Hennie Descendre (42) kreeg flink wat kritiek over haar heen, toen ze bij premier Rutte binnenkwam zónder hand te geven, maar mét telefoon tegen haar oor. Maar waarom deed ze dat eigenlijk?
“Je komt niet in actie als je privé niets meemaakt, weet je”, antwoordt Hennie op de vraag waarom ze zich aansloot bij de gele hesjesbeweging. “Ik was zeven toen ik de eerste ME-lat al in m’n nek had liggen. Dan is het niet raar dat je op latere leeftijd een beetje rebels bent. Als jij in een gouden mandje geboren wordt en geen periodes van brood met suiker hebt gehad, denk ik dat je het wel best vindt allemaal.”
Onvrede over ongelijkheid
Over de ongelijkheid in de wereld kan ze zich boos maken, zo blijkt tijdens het gesprek. Het interview gaat niet alleen gaat over het bezoek aan Rutte, maar ook over haar afkomst (Hennie is een Sinti, een rondtrekkend Romavolk), haar schoolleven dat eindigde op haar dertiende (“Er is nooit een leerplichtambtenaar langs gekomen”) en de band met haar kinderen.
‘Butler!’, zei Rutte
De avond in het Torentje zag ze die ongelijkheid ook, zegt ze. “Rutte zei: ‘Butler!’ tegen de jongen die voor de drankjes moest zorgen. Als grapje natuurlijk, maar ik vond dat echt arrogantie ten top.” Ze ging in gesprek met de premier, omdat ze een statement wilde maken: wij zijn vreedzaam, maar onze ideeën zijn niet zo lief. Hoewel ze haar kinderen liever niet naar een oppas brengt, had ze voor dit bezoek wat geregeld.

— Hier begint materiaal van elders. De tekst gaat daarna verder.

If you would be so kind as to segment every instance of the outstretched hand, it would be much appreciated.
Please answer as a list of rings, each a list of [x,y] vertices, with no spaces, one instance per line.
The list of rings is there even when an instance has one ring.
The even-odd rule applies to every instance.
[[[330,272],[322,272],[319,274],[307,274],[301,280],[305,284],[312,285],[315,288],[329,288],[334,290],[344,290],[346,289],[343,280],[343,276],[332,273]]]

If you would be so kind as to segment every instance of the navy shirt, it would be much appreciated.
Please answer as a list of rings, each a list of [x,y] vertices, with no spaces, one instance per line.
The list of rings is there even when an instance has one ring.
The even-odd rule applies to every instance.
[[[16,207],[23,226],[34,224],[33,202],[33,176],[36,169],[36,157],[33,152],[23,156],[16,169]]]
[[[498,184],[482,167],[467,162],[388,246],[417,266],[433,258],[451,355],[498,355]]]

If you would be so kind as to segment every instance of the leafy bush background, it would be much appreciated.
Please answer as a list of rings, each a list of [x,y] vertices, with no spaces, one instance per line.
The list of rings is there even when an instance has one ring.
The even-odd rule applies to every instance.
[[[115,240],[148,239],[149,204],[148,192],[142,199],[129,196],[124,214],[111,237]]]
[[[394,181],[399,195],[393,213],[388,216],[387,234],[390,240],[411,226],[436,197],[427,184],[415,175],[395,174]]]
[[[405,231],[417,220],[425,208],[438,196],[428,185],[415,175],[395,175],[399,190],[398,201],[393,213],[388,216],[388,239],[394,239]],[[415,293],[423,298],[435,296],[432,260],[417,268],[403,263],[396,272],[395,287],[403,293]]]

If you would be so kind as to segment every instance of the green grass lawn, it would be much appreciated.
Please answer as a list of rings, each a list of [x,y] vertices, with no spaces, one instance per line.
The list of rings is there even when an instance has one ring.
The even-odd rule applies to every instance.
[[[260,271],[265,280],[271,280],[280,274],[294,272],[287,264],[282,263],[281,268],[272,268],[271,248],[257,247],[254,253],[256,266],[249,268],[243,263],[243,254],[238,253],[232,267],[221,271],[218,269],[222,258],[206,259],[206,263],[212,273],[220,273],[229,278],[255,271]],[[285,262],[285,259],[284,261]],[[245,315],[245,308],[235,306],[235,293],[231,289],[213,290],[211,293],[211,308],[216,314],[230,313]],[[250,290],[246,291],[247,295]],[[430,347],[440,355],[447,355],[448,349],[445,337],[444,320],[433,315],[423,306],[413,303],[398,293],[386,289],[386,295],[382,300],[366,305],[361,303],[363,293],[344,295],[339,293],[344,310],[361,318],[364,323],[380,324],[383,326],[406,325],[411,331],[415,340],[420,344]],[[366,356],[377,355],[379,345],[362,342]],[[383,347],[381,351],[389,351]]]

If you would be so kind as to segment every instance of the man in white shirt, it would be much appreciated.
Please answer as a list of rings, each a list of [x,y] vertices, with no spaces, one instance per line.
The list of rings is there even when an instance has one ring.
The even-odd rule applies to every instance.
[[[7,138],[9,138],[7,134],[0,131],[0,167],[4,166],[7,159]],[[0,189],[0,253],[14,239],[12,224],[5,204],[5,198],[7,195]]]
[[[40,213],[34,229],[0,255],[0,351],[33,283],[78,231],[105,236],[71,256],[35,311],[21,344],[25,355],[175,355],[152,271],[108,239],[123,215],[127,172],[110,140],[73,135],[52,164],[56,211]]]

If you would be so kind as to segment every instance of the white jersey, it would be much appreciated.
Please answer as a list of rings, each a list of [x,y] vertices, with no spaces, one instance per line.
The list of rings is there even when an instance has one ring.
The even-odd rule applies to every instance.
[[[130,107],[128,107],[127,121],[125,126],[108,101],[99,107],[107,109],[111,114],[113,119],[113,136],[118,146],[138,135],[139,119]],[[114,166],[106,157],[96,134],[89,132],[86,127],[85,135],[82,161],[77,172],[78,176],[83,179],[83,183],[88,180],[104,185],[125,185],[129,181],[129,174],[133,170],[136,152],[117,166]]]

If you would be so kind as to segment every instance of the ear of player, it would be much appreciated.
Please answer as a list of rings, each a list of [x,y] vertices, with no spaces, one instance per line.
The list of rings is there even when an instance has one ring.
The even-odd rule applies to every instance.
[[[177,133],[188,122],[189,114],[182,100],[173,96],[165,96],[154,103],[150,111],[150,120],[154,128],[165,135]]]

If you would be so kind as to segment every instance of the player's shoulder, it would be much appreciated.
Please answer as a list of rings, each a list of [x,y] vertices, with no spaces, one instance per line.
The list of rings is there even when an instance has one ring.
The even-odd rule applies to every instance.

Maar vlak voor het gesprek met Rutte bleek de oppas zijn fietssleutels kwijt te zijn en had ze een overstuur kind aan de lijn. Even later belt haar man om te zeggen dat alles oké is en ze onderweg naar de oppas zijn. Een gesprek van nog geen dertig seconden, maar wél precies in de tijd dat de deuren opengaan en Hennie het kantoor van de minister-president binnen wordt geleid. Een kantoor vol draaiende camera’s.